State Assemblymember Walter Mosley said he and a coalition of other elected officials are helping to support the Fort Greene Senior Council in securing a responsible developer for 30 new units of affordable senior housing at the Jackie Robinson Housing complex.
- Additionally, he and other elected officials are in talks with the Downtown Brooklyn Partnership, developers and key stakeholders regarding the Flatbush Avenue Corridor, where more affordable housing will be erected. They have effectively consolidated that process whereby the application, process and criteria for approval are uniform. As a result, also, they have set up a series of symposiums to make make sure that all of the designated affordable housing will go to the residents that need it most. The first symposium was so packed, it turned away 400 would-be participants.The next one will be held on November 13 at the 7th Day Adventist Church on Hanson Place.
- Mosley and other elected officials were able to change the State’s mind about selling the Shirley Chisholm State Office Building and are now allowing developers to submit various proposals for its utilization. So there are a group of stakeholders that are meeting to give their input, and there will be complete transparency. “We’re giving away too much land. And any time we can maintain assets, it’s a good thing for the state of New York,” Mosley said.
- He created a lactation room in his office (the second in all of Brooklyn). He will be holding a forum soon with the Department of Health about women knowing their rights to breastfeed in public.
A representative from the office of City Councilmember Stephen Levin reported that the Participatory Budgeting Program was expanded in the council this year, from 9 districts to 23 districts that participated in the cycle. They have had a lot of success in bringing community boards on board. The first assembly will take place on Sept 24.
Councilmember Levin has proposed legislation that will ban the discharge disposal or sale of wastewater products through the use of hydrofracking. Hoping that this will set a precedent that demonstrates local communities do not want hydrofracking.
Kings County District Attorney Kenneth Thompson said he has been in talks with NYC Police Commissioner Bill Bratton regarding the problem of escalating crime in Brooklyn and across the Bronx. They have created a new unit called the “Crime Strategies Unit,” designed to identify those individuals to courts who are committing repeated acts of violence so they can do a better job of keeping repeated offenders off the street.
Most recently, the D.A. has also done a great deal around reviewing and overturning wrongful convictions: “We have over 100 cases involving claims of wrongful convictions. Under the former D.A., there were only 2 prosecutors out of 550 working on wrongful convictions,” said Thompson. “Now they have 10, and we are providing them with resources to do their jobs. So far, we have gone through 25 cases and have concluded that 8 men were wrongfully convicted. So we have moved to vacate all 8 of those cases.”

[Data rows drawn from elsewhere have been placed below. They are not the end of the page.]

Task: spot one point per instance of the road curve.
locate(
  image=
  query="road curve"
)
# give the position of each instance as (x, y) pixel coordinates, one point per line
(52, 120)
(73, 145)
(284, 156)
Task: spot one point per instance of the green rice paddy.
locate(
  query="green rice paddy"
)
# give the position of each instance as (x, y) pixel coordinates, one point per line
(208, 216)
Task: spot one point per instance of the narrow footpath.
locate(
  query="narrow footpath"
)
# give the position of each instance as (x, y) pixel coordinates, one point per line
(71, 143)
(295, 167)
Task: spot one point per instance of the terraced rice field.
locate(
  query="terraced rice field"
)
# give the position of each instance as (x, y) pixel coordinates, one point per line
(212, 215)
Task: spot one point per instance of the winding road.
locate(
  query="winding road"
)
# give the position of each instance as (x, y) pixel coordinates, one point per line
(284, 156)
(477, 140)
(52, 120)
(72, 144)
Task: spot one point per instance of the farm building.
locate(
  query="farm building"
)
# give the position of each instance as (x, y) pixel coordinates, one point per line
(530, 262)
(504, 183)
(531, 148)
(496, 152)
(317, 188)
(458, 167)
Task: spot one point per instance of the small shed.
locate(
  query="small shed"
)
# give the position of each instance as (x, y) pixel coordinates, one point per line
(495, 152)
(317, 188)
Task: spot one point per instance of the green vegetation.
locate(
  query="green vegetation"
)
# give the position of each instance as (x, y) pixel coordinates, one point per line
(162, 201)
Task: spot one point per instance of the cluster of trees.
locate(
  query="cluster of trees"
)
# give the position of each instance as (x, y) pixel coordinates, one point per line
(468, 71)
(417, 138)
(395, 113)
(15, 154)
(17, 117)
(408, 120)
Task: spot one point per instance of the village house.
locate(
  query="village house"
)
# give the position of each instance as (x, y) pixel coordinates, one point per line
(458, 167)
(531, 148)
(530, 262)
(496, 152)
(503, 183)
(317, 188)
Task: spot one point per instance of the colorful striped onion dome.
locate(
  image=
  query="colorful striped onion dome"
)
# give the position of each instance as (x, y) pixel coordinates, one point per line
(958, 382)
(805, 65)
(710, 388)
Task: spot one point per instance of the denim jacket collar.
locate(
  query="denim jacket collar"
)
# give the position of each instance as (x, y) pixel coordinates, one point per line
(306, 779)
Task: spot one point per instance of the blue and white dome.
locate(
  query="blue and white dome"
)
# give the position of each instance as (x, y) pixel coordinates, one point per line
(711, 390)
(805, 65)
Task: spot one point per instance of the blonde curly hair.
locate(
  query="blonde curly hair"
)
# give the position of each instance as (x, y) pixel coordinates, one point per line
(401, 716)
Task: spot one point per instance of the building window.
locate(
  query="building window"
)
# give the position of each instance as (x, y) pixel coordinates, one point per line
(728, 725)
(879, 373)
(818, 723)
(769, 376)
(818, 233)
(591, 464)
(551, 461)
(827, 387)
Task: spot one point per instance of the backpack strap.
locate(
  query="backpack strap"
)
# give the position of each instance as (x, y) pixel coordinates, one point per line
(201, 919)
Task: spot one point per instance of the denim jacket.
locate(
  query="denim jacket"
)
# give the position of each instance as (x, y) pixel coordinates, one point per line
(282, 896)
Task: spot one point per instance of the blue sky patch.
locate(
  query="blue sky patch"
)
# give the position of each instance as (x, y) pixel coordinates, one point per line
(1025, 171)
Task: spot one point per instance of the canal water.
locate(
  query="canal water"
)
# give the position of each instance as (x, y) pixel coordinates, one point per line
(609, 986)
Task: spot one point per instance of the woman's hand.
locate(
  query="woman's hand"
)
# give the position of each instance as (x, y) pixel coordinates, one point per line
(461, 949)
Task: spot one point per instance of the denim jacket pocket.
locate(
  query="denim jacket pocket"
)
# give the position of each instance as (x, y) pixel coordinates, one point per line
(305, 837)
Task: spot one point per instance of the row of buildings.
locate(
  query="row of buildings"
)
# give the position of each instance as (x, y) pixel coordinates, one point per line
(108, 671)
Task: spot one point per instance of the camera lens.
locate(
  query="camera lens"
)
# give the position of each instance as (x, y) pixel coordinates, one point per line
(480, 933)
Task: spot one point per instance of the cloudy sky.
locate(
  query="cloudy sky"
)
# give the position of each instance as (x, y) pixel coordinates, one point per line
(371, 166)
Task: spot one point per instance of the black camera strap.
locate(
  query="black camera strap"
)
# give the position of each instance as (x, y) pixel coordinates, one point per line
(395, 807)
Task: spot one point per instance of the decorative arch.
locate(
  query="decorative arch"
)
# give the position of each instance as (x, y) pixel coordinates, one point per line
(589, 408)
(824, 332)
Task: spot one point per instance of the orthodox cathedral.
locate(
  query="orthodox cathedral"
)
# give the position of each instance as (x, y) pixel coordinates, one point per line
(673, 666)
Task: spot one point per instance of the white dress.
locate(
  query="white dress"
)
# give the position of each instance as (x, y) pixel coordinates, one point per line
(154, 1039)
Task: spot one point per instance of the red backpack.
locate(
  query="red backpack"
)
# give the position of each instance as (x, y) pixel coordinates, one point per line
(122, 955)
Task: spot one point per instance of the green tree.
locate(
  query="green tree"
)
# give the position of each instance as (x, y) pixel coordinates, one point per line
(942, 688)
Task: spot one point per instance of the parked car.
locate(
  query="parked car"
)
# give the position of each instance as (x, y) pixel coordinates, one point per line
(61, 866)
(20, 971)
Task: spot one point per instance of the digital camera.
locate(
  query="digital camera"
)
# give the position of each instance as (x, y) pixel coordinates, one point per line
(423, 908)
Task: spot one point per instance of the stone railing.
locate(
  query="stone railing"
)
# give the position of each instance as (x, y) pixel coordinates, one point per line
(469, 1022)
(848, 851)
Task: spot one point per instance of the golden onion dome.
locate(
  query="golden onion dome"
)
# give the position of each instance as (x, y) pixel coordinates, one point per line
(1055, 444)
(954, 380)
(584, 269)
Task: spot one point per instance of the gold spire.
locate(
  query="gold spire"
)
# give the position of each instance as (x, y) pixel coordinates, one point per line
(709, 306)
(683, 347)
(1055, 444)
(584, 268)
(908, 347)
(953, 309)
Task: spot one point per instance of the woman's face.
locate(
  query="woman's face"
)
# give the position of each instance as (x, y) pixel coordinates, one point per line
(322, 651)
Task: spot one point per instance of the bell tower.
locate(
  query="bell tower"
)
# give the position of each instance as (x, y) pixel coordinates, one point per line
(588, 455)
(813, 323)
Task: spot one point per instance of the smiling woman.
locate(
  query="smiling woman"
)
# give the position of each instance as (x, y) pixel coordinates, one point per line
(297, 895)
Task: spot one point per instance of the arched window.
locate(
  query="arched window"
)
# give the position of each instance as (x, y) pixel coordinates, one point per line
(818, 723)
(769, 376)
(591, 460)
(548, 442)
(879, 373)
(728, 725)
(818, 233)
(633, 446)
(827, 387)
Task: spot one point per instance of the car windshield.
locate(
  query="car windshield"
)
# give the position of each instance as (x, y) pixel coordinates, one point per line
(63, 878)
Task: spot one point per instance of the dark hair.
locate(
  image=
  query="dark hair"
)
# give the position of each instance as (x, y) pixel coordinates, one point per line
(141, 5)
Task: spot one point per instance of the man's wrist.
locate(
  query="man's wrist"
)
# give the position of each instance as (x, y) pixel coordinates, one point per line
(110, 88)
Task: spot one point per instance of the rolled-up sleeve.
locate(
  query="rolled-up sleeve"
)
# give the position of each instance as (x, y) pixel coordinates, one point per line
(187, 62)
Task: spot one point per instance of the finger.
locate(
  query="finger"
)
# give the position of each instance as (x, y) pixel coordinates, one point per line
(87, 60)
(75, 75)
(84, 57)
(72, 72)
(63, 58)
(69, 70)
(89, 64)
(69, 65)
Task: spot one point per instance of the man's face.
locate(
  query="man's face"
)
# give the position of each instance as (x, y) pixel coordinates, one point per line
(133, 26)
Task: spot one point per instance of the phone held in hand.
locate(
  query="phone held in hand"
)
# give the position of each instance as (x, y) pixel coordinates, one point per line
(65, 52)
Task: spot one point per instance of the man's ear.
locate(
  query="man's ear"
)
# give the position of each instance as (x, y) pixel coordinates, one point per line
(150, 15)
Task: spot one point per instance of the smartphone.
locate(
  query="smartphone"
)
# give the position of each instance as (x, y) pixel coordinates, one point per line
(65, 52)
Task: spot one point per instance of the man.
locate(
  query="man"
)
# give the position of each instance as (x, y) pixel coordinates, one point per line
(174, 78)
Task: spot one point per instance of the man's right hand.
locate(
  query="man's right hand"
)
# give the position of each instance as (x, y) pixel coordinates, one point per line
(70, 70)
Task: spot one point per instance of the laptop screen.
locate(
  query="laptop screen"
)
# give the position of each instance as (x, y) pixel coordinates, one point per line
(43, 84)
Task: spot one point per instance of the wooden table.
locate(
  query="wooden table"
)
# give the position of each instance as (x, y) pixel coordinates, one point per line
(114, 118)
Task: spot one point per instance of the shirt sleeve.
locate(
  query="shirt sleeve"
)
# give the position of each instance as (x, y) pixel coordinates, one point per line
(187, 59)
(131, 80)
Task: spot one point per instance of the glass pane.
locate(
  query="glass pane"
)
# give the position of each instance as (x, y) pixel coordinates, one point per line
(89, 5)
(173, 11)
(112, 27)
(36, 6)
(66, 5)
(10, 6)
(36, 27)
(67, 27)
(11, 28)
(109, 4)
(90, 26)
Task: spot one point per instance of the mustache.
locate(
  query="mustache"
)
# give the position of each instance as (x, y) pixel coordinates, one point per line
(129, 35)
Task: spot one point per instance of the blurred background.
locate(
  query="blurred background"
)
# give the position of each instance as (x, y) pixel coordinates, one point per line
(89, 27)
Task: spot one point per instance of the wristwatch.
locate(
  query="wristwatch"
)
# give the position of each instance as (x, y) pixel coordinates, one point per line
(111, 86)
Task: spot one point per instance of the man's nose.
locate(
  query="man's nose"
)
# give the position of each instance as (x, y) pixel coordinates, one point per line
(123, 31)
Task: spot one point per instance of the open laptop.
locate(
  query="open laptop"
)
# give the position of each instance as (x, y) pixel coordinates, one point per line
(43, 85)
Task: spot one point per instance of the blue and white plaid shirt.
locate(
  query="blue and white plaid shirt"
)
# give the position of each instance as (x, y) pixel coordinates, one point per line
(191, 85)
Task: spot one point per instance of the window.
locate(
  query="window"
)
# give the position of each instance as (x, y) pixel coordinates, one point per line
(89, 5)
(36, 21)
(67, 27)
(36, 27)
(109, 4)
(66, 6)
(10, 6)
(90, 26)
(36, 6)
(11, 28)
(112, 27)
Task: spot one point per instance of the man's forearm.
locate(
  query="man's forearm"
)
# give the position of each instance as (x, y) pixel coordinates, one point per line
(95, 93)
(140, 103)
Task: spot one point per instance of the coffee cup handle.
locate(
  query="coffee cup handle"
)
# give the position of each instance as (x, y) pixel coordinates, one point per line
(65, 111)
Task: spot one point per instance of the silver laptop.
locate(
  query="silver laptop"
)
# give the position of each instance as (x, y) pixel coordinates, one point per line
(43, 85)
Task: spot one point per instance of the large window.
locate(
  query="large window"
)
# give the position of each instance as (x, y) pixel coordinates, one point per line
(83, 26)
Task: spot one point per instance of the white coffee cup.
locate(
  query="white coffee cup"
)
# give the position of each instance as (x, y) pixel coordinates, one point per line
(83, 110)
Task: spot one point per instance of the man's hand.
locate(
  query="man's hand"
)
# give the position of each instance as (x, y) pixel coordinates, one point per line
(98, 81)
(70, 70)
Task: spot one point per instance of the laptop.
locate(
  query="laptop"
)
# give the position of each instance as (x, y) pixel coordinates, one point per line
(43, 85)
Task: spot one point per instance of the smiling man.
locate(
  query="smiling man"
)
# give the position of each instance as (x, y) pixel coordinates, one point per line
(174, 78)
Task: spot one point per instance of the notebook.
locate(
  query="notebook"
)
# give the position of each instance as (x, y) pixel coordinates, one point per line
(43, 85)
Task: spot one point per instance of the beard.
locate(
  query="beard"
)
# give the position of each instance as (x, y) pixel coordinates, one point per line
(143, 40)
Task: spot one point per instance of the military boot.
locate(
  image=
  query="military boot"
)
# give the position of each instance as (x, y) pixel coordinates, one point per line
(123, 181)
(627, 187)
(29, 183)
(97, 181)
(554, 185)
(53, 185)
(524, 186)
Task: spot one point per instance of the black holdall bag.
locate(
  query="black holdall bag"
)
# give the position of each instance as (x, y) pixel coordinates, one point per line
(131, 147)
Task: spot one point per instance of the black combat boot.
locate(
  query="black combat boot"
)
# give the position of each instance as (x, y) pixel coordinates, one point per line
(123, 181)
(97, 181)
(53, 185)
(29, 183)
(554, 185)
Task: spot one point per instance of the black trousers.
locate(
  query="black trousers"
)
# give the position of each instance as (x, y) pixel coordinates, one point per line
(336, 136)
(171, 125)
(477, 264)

Laurie Cumbo announced that she has passed her first piece of legislation surrounding ACS, which will now require ACS to report the ages and graduation rates of foster care children, so they will know where to provide additional support.
Also, a new resolution she authored will help apply pressure to the Federal Senate to finally approve creating the first Women’s History Museum on the Smithsonian Mall. She said two of her priorities moving forward will be addressing the irrigation issues at Fort Greene Park and the continual development of Commodore Barry Park.
The next Community Board 2 meeting will be held on Monday, October 6, 6:00pm, at Ingersoll Community Center, located at 177 Myrtle Avenue at Prince Street. The commanding officers of the 84th and 88th precincts, Housing Bureau PSA3, and Transit District 30 will brief the community board and guests on issues in their respective service areas.